Welcome to History of The Star Sisters - Part 3. (To read Parts 1 and 2, Click HERE and HERE.)
In this final installment of History of The Star Sisters, creator Jon Seisa returns to give his opinions on the produced MOTUC 3-Pack, reflect on his personal project from 1980 that was a partial influence when bringing The Star Sisters dolls to life and answer whether or not there was any packaging in the works at Mattel for Starla, Jewelstar and Tallstar. Although this will likely be the final interview with Jon concerning The Star Sisters, I am hopeful there will be more Star Sisters goodness to come at a later time.
Do you recall if The Star Sisters got far enough along in the process to have packaging ("proof cards", etc.) designed for them? If so, could you describe what it would have looked like?

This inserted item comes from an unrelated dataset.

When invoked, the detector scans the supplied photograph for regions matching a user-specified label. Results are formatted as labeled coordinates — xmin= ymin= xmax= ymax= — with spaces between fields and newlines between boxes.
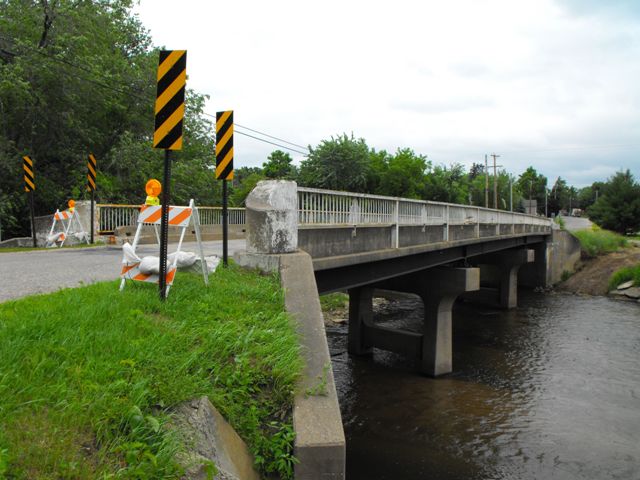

I do not recollect any packaging designs for the Star Sisters; it may have been in the works, but I just don’t remember seeing it, or simply wasn't privy to it.
Did you have any specific inspirations in mind when conceiving The Star Sisters?
Well, in terms of personal inspiration that I drew from in creating the Star Sisters, as far as a sort of jumping board of reference, I think a bit of a personal creation and project did bleed through to help give the Star Sisters life and their inception. This came from an early endeavor I had mutually collaborated with two other Disney artists and writers (Names Removed) in 1980; this was a project of our own enterprise. I would later bring (Name Removed) onto the Star Sisters project to help hammer out some further back-story positioning for the Star Sisters product line. The conceptual project was a musical fantasy film concept entitled “Spectro the RainboWizard,” that we had conjured up and toyed with for our own personal creative expression.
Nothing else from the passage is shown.